The woman begins a relationship with the man. There’s a powerful attraction between them, something she has missed, living so solitary a life. On the other hand, they have very different world views, and he is so much younger, which bothers her.
After all, she is entering menopause. It’s months since she had a proper cycle. How could so young a man be attracted to someone entering this barren phase of life? Some chapters later, she finds herself breathless climbing the hill. Age again. It only serves to emphasise the difference between them.
One cold evening he envelopes her in his arms, concerned about her. Her body feels so hot – is she sickening, perhaps, he asks? Still later in the book, the loss of a nest of chicks to a brown snake – an entirely natural occurrence – brings her to tears.
By now, if you’re anything like me, you’ll be wondering if she really is quite as menopausal as she thinks she is …
Kingsolver handles these clues so subtly. The first we take at face value – of course she’s peri-menopausal. But we readers are primed to pick up clues and slowly build pictures and interpret them for ourselves.
Each mention is significant, and the significance ratchets up with each further mention. By the third, we begin to realise that perhaps all is not as at first seemed – even before the character does.
This was her familiar, the small black snake that lived in her roof al summer, the snake she had defended as a predator doing its job. Living takes life. But not the babies, she cried in her mind. Not these. These were mine. At the end of summer the babies are all there will be.
She climbed down from the chair, clicked off the flashlight and headed out into the woods, tense with fury and sadness. She didn’t understand how far emotions were running away with her until she felt the coolness of tears on her face. She wiped them with the heel of her hand and kept walking, fast, away from the cabin, with the scent of fire and flesh, up into the dark woods.
What was this uncontrollable sorrow that kept surging through her body like hot water? In the last few days, she had cried over everything – phoebes, tiredness, the sound of a gunshot, the absence of sleep – idiotic sentimental tears, female tears. What was this?

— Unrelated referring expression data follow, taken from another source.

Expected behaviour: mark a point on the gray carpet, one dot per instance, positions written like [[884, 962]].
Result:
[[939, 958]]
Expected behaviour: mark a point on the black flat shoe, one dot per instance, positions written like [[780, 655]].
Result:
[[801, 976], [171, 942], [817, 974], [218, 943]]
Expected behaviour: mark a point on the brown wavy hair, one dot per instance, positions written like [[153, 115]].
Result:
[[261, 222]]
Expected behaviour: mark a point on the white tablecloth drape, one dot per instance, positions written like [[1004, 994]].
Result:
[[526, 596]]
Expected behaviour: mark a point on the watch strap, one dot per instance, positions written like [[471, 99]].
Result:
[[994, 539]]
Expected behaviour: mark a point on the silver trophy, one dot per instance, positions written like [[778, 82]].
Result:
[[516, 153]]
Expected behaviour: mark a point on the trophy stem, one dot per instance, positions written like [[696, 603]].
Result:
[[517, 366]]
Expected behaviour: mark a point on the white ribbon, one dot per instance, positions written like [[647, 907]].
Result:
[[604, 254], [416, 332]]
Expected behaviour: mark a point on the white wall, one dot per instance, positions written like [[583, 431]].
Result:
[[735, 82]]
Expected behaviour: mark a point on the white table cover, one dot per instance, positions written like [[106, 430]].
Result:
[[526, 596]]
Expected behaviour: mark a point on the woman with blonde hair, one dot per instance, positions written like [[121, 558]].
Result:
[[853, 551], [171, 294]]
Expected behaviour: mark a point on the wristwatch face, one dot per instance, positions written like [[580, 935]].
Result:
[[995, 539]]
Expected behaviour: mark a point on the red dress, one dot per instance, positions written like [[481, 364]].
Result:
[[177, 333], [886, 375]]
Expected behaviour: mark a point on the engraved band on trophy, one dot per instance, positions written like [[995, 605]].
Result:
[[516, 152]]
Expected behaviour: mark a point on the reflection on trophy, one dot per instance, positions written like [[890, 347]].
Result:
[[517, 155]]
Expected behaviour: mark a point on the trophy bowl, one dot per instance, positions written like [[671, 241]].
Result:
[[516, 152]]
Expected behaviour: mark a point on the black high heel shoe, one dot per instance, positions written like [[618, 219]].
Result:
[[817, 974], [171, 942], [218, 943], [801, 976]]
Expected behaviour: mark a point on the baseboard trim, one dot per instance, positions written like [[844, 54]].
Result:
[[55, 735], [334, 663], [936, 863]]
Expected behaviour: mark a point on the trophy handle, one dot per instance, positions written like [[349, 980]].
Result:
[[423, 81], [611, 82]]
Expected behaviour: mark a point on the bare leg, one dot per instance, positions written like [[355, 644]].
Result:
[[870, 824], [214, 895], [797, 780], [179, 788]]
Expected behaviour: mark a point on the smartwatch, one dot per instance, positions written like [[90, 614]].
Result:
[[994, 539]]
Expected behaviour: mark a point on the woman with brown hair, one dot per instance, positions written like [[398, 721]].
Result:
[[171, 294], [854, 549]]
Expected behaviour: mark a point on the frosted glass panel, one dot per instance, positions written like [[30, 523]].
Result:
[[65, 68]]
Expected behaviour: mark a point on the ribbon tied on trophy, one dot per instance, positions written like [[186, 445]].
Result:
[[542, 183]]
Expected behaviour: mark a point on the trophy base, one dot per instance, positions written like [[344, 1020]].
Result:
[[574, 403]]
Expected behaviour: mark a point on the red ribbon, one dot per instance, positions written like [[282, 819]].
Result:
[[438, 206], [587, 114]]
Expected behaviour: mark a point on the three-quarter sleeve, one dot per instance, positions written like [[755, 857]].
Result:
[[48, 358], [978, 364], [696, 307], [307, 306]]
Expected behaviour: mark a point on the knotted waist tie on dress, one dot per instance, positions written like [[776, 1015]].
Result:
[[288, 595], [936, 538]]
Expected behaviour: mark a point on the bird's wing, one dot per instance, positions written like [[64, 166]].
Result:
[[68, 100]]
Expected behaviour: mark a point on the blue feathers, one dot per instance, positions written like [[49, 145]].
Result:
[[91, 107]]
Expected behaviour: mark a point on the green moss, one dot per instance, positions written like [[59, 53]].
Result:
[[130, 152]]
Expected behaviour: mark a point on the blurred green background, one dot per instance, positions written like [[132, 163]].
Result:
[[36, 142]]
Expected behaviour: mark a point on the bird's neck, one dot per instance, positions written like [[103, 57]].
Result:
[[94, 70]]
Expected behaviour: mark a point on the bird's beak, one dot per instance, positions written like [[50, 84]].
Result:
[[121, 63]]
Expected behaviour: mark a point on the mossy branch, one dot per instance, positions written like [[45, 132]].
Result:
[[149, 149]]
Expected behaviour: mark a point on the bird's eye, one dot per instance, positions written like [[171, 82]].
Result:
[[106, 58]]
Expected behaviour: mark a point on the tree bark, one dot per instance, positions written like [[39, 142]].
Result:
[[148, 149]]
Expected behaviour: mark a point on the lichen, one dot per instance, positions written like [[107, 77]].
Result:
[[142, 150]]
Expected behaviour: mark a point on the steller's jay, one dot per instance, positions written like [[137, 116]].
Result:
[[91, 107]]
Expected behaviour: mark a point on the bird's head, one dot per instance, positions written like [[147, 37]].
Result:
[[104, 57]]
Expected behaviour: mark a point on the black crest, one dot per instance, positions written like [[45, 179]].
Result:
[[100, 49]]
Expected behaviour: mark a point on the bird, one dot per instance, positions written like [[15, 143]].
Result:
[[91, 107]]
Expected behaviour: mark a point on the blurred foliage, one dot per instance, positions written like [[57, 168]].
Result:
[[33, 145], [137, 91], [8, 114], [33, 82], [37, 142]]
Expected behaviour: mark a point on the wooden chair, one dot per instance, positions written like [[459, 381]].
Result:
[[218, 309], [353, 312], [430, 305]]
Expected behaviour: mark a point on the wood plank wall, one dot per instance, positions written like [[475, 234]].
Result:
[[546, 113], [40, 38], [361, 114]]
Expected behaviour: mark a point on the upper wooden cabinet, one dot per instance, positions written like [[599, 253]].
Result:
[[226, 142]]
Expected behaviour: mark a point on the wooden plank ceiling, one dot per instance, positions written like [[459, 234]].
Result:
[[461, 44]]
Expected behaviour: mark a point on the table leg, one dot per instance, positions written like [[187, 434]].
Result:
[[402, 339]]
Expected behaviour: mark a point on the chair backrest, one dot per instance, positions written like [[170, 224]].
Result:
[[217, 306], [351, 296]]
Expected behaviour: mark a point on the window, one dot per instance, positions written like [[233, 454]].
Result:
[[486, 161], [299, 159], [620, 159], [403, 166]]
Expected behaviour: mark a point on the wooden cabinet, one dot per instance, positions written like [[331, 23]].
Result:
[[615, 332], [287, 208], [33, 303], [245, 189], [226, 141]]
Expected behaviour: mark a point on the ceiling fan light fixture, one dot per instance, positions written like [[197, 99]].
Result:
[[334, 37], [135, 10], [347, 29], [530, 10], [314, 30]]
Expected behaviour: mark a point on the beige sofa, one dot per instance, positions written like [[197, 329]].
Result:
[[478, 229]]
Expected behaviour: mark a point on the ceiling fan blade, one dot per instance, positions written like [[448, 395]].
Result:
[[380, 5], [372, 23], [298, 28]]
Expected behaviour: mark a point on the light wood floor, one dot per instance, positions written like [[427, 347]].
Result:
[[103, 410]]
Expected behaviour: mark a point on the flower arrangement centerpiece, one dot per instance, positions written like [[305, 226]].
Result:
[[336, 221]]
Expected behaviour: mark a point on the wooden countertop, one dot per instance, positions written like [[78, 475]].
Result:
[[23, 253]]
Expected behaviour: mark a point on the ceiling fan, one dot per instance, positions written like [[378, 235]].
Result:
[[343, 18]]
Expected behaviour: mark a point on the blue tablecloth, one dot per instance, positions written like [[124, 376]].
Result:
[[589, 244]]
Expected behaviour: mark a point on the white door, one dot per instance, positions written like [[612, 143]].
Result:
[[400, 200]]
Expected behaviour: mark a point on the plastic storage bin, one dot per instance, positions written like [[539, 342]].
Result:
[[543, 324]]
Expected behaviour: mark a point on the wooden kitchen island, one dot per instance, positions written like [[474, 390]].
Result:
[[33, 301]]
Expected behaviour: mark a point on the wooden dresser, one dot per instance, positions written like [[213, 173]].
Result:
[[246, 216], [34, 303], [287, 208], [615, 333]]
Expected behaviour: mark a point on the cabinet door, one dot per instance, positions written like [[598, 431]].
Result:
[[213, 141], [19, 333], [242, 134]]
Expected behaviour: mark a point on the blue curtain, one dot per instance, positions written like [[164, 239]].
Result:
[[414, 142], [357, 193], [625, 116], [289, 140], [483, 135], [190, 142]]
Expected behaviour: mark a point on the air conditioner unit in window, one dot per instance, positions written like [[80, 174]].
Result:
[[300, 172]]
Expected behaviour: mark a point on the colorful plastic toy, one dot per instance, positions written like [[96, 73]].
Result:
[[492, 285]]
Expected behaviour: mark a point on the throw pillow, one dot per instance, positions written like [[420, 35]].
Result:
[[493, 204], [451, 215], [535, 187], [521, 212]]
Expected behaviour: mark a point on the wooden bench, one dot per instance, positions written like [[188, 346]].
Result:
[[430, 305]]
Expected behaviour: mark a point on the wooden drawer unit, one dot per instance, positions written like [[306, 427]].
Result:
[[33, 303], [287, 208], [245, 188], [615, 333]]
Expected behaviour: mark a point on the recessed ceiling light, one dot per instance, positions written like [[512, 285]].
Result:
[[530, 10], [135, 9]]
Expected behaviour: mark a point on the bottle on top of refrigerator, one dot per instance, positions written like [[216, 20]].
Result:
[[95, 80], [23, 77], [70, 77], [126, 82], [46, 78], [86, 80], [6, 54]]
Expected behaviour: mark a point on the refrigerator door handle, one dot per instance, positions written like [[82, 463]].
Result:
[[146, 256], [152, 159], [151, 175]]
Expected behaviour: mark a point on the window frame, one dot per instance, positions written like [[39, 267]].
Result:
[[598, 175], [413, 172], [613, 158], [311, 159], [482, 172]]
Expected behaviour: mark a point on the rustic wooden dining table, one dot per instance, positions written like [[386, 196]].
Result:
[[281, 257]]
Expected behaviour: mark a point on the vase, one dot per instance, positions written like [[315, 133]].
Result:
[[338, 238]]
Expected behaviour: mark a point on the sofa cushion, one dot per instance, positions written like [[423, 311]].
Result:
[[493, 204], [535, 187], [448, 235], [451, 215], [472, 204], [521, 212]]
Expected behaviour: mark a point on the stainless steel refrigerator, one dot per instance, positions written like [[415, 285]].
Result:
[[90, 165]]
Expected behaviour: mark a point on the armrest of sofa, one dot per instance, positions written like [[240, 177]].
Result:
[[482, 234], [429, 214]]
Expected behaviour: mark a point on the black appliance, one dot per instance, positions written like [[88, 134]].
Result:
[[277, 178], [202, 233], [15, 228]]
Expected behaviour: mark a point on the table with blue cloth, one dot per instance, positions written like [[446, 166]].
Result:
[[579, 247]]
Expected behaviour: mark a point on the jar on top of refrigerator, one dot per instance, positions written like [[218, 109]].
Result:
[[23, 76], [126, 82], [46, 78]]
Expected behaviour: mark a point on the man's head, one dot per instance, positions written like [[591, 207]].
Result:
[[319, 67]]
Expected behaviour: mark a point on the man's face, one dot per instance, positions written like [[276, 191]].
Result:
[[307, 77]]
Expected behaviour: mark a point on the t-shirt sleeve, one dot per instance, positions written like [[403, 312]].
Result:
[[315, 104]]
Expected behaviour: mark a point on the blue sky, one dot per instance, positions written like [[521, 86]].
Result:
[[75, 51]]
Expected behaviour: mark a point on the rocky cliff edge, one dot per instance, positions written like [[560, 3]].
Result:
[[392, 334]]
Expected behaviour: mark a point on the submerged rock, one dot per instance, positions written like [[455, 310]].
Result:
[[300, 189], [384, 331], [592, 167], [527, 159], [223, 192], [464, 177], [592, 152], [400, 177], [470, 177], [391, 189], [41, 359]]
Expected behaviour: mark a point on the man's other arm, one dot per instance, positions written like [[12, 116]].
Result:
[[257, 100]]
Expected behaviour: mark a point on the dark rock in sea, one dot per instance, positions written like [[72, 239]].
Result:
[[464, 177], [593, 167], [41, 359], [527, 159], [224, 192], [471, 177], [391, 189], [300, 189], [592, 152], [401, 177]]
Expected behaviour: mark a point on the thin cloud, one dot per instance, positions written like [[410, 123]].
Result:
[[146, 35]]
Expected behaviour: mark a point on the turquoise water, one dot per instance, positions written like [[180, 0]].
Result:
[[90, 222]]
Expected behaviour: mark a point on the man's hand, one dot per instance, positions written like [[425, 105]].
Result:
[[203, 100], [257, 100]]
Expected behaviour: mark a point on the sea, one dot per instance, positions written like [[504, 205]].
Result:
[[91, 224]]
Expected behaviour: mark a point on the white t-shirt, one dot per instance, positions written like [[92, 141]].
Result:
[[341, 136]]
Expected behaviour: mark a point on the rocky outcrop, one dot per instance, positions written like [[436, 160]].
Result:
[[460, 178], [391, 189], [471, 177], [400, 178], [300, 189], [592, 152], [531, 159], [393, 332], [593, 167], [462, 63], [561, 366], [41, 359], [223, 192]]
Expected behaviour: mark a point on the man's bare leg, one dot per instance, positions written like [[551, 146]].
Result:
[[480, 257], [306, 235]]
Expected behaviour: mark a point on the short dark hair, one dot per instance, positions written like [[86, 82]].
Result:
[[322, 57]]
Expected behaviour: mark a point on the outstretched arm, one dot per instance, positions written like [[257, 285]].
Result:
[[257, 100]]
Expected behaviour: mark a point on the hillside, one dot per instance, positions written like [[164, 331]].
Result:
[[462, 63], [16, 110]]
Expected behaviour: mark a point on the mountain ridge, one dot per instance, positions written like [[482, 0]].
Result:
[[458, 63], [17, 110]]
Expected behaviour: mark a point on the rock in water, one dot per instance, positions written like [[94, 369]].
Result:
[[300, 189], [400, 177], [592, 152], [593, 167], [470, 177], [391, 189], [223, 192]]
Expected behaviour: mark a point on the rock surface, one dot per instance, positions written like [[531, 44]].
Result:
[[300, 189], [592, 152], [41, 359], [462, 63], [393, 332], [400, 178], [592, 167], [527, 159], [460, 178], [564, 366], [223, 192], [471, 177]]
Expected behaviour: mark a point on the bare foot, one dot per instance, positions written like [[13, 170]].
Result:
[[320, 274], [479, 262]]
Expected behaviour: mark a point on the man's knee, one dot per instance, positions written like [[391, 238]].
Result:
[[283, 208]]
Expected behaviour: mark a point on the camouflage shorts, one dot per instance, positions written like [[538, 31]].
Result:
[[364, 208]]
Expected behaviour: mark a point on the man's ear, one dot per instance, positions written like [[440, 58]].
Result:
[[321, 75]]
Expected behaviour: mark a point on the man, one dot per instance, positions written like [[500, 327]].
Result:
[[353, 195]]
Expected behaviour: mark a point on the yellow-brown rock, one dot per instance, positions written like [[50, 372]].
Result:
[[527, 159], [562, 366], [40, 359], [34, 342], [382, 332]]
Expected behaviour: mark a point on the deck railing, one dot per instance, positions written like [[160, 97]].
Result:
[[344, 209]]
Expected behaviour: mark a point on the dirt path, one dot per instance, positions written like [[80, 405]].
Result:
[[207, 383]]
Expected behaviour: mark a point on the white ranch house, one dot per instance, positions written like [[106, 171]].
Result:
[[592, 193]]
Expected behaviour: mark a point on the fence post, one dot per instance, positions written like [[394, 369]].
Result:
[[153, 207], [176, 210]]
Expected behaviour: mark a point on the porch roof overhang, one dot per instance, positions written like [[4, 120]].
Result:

…She breathed in slowly. This was what she had. The beauty of this awful night. She listened for small yips in the distance, something to put in her heart beside the lost phoebes and the dread of a full moon rising with no small celebrations from her body, ever again.
It’s a lesson in subtlety. The character believes one thing. But with each mention, not one of which is obvious, we start to come to a different conclusion.
It emphasises a mantra of ours: you need a light hand to be a good writer.